Une résistance qui se veut sage et efficace
Mais comment la population migrante ou issue de la migration vive-t-elle cette polémique ? Selon Mérième Alaoui, les attaques politico-médiatiques contre les musulmans se font aujourd’hui plus violentes et plus frontales. Sans oublier, ajoute-t-elle, des positions très dures concernant l’accueil des migrants qu’ils soient sous les ponts de Paris, ou dans des tentes à Calais. «Cela provoque plusieurs réactions chez les Français héritiers de l’immigration. La jeunesse militante, souvent de gauche, est très active sur les réseaux sociaux comme Twitter. Cette jeunesse attaque frontalement les porte-paroles du Rassemblement national, des sympathisants voire des militants pros Eric Zemmour… Je pense à Rokhaya Diallo, à Youcef Brakni, et bien d’autres», nous a-t-elle affirmé. Et de poursuivre :« Hors de ces terrains numériques, dans les milieux militants plus traditionnels, les contre-discours existent bien mais ne remontent pas trop à la surface. Concernant la population dite immigrée, musulmane dans son ensemble, il n’y a pas, en effet, d’organisation de manifestations de masse ou autre action collective de grande ampleur. Elle semble choquée, encore immobilisée par la succession d’attaques violentes qui se sont abattues sur elle en particulier depuis les derniers attentats sanglants que la France a connus».
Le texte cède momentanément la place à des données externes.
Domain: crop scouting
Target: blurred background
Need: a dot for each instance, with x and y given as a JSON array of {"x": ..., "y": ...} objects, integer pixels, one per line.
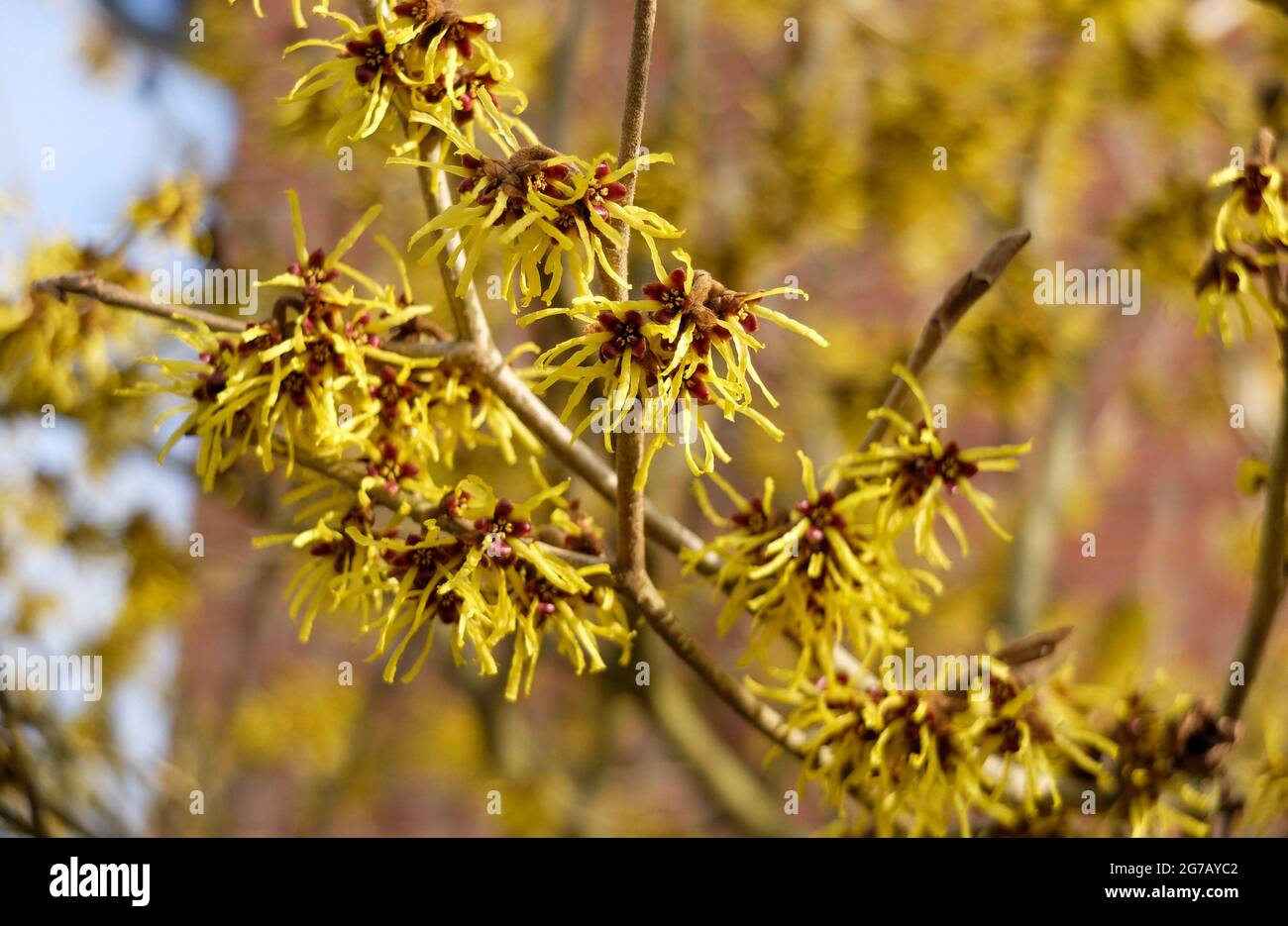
[{"x": 805, "y": 136}]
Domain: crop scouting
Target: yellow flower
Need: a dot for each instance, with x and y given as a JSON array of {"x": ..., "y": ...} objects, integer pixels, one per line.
[
  {"x": 814, "y": 574},
  {"x": 661, "y": 360},
  {"x": 1228, "y": 277},
  {"x": 175, "y": 209},
  {"x": 372, "y": 68},
  {"x": 927, "y": 763},
  {"x": 1254, "y": 209},
  {"x": 296, "y": 9},
  {"x": 485, "y": 581}
]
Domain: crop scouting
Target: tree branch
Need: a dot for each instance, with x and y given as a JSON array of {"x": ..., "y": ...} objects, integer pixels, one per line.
[
  {"x": 631, "y": 547},
  {"x": 961, "y": 295},
  {"x": 1267, "y": 587}
]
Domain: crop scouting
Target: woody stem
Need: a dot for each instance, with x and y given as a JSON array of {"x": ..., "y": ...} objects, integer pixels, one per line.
[{"x": 1267, "y": 587}]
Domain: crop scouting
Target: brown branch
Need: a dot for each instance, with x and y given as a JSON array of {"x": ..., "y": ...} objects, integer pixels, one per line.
[
  {"x": 631, "y": 547},
  {"x": 649, "y": 601},
  {"x": 961, "y": 295},
  {"x": 86, "y": 283},
  {"x": 22, "y": 767},
  {"x": 1267, "y": 587}
]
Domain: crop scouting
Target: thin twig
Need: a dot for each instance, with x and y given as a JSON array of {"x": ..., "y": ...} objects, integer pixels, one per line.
[
  {"x": 22, "y": 767},
  {"x": 86, "y": 283},
  {"x": 961, "y": 295},
  {"x": 1267, "y": 587},
  {"x": 631, "y": 547}
]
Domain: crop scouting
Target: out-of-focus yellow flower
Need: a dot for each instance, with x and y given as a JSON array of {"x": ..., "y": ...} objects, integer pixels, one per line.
[
  {"x": 487, "y": 581},
  {"x": 296, "y": 9},
  {"x": 925, "y": 763},
  {"x": 1229, "y": 277},
  {"x": 913, "y": 475}
]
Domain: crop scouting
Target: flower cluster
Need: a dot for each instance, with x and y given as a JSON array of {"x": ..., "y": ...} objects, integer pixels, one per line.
[
  {"x": 1250, "y": 226},
  {"x": 542, "y": 209},
  {"x": 423, "y": 60},
  {"x": 688, "y": 344},
  {"x": 927, "y": 763},
  {"x": 1166, "y": 758},
  {"x": 317, "y": 378},
  {"x": 827, "y": 572},
  {"x": 476, "y": 566}
]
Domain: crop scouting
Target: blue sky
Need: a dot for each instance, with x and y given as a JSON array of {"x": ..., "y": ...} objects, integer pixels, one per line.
[{"x": 112, "y": 137}]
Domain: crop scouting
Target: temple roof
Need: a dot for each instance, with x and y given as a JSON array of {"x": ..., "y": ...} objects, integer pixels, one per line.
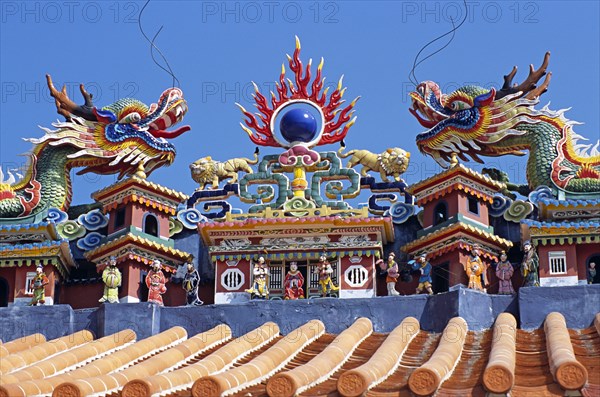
[
  {"x": 567, "y": 232},
  {"x": 138, "y": 248},
  {"x": 311, "y": 362},
  {"x": 51, "y": 252},
  {"x": 443, "y": 239},
  {"x": 141, "y": 191},
  {"x": 569, "y": 209},
  {"x": 458, "y": 177}
]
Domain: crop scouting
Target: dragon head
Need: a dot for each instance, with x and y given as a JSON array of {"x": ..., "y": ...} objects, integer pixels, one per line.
[
  {"x": 472, "y": 120},
  {"x": 117, "y": 137}
]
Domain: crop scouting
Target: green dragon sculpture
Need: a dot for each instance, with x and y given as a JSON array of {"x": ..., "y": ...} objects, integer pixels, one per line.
[
  {"x": 474, "y": 121},
  {"x": 115, "y": 139}
]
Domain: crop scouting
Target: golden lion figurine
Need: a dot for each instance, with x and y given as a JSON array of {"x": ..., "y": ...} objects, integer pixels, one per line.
[
  {"x": 207, "y": 171},
  {"x": 392, "y": 162}
]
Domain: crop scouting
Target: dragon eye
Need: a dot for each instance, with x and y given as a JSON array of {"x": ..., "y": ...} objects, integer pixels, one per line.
[{"x": 459, "y": 105}]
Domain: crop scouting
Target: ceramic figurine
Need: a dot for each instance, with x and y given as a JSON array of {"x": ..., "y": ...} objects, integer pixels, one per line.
[
  {"x": 111, "y": 277},
  {"x": 294, "y": 280},
  {"x": 591, "y": 273},
  {"x": 260, "y": 288},
  {"x": 504, "y": 272},
  {"x": 392, "y": 273},
  {"x": 325, "y": 272},
  {"x": 530, "y": 266},
  {"x": 190, "y": 284},
  {"x": 38, "y": 285},
  {"x": 155, "y": 280},
  {"x": 476, "y": 270},
  {"x": 424, "y": 267}
]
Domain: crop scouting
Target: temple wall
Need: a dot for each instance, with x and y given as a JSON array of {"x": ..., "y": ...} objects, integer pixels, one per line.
[{"x": 530, "y": 307}]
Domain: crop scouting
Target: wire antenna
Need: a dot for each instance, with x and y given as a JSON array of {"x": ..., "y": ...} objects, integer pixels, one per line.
[
  {"x": 153, "y": 47},
  {"x": 411, "y": 75}
]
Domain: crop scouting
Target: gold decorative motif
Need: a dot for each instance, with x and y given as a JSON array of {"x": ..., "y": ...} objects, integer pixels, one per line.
[
  {"x": 571, "y": 376},
  {"x": 280, "y": 387},
  {"x": 207, "y": 171},
  {"x": 497, "y": 380},
  {"x": 392, "y": 162},
  {"x": 351, "y": 383},
  {"x": 423, "y": 382}
]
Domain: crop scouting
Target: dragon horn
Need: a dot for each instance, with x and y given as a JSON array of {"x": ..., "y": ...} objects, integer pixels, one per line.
[{"x": 66, "y": 107}]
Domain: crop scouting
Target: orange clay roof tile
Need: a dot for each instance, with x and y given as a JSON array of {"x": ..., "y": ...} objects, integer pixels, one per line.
[{"x": 357, "y": 362}]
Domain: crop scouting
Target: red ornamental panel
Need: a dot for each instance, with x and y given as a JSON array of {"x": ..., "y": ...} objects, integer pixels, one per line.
[
  {"x": 232, "y": 275},
  {"x": 356, "y": 273}
]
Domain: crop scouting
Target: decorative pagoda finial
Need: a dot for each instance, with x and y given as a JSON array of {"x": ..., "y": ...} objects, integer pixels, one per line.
[
  {"x": 140, "y": 172},
  {"x": 453, "y": 160}
]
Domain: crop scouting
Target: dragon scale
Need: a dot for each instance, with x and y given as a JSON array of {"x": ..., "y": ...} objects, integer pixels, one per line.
[
  {"x": 473, "y": 121},
  {"x": 116, "y": 139}
]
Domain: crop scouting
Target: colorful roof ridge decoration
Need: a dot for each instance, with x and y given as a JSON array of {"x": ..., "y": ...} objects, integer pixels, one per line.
[
  {"x": 456, "y": 235},
  {"x": 566, "y": 224},
  {"x": 50, "y": 252},
  {"x": 569, "y": 202},
  {"x": 301, "y": 226},
  {"x": 135, "y": 247},
  {"x": 569, "y": 208},
  {"x": 18, "y": 227},
  {"x": 142, "y": 191},
  {"x": 113, "y": 139},
  {"x": 335, "y": 121},
  {"x": 567, "y": 232},
  {"x": 458, "y": 177},
  {"x": 549, "y": 361}
]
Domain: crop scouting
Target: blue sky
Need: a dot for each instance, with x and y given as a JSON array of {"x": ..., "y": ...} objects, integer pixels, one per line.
[{"x": 217, "y": 48}]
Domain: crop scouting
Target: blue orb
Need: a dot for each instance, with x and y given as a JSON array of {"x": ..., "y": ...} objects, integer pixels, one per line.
[{"x": 298, "y": 125}]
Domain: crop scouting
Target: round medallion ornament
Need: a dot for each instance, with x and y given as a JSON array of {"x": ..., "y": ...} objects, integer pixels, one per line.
[{"x": 298, "y": 125}]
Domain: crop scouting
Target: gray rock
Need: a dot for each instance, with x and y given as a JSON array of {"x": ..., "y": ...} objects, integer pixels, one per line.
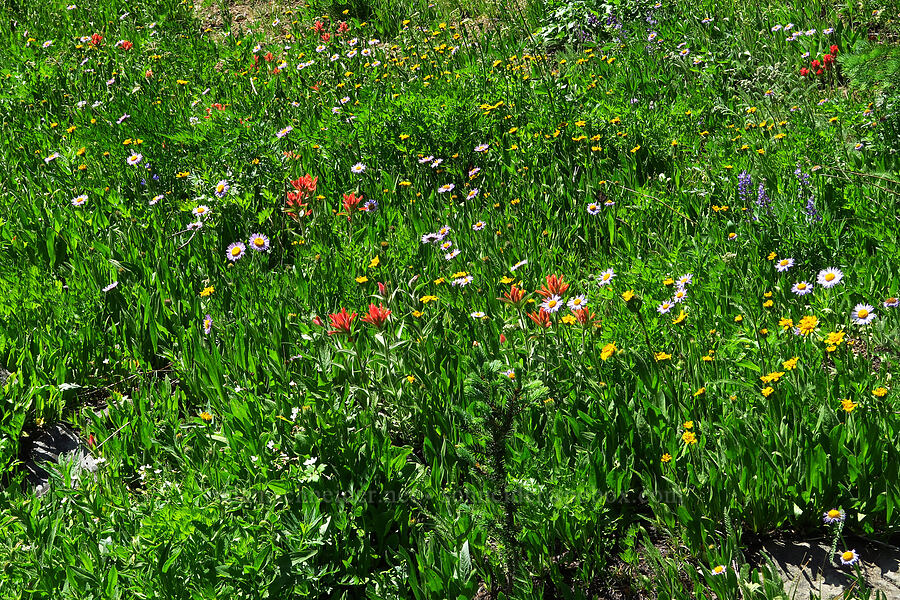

L’éternel dilemme entre nationalité et citoyenneté
Cette polémique sur l’immigration renvoie à une autre question, celle de savoir si nationalité rime-telle avec citoyenneté en France ou si ce n'est pas le cas? La journaliste Mérième Alaoui insiste sur ce qu’on entend par citoyenneté. «Certains Français issus de l’immigration ou pas, estiment que payer ses impôts et respecter la loi suffisent à être un bon citoyen. D’autres qu’il faut militer contre des idées racistes. Il est difficile de s’interroger sur les Français de parents immigrés dans l’ensemble, car ils n’ont pas tous la même histoire. Il n’y a pas de conscience, non pas de classe, mais d’un vécu commun qui pourrait entraîner une organisation citoyenne. Il y a pourtant eu des tentatives», a-t-elle expliqué. Et de conclure : «Plusieurs sociologues et observateurs français ont développé des travaux riches qui révèlent comment les organisations militantes, syndicales issues de l’immigration ont été méthodiquement zappées, dénoyautées, délégitimées. Et en même temps, une nouvelle génération émerge. Elle se définit comme “racisée” et demande des comptes sur le contenu de certains débats politiques jugés racistes».